A young prince must defeat an evil enchanter to restore his kingdom and prevent the corruption of a beautiful young girl.
Wouldn’t you think that a game with “Love Chronicles” in the title would have something to do with romance? Well strangely enough, the majority of Vendel Games’ new hidden object adventure Love Chronicles: Salvation has nothing at all to do with Cupid’s arrow, and instead focuses on some decidedly un-romantic themes. While that’ll no doubt disappoint romance fans, hidden object/puzzle enthusiasts are still in for a reasonably good time.
Salvation tells the story of what a young prince does after he returns to find his kingdom decimated by an evil witch. Not only is his palace a smoking ruin, but his friend and court wizard/advisor warns him that the fate of a virtuous young girl depends on his efforts. He suggests the prince should travel back in time and stop the girl from becoming a witch in the first place, and doing that means two things: confronting an evil mage named Zander, and finding all the pieces of a suite of magical jewelry that will protect the girl from Zander’s dark magic.
As mentioned, it’s odd that the game was released as a Love Chronicles title, since it really has nothing to do with love unless you count its last sixty seconds. That weensy bit of lovey-doveyness feels totally tacked on.

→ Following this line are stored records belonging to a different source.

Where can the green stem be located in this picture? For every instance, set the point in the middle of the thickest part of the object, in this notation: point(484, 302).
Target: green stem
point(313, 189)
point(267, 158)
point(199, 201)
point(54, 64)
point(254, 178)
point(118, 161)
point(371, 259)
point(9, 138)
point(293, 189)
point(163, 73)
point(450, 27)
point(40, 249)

Worse, it then leads into a completely nonsensical bonus chapter that doesn’t fulfill the title’s promise so much as make you cringe at its badness. This extra hour changes location completely, and launches headlong into a goofy story of star-crossed love between a wistful elven queen and a mopey human king. There’s little here that’s all that romantic, or that even makes much sense, and the story’s resolution is well, inexplicable. As a whole, this chapter feels as if it was thrown together in a week and can hardly be deemed a “bonus.”
Before this awkward episode can be experienced, however, you have a kingdom and a girl to save, and that involves a lot of puzzle-solving and hidden object hunting. Fortunately, these are the game’s strengths. Vendel finds a host of clever ways to trigger hidden object scenes (I enjoy the one that asks you to beat a down pillow and then hunt for the feathers you’ve sent flying), and the scenes themselves are expertly composed. They come in three varieties: two-item interactions, finding pieces of a single broken item, and putting groups of missing items back into the scene. Puzzles are equally well done (my favorite involves shadow puppets) and provide nice graphic payoffs. If any criticism can be leveled at these areas of the game, it’s that they’re unequally distributed. The game feels hidden object-heavy, and this makes for monotonous pacing.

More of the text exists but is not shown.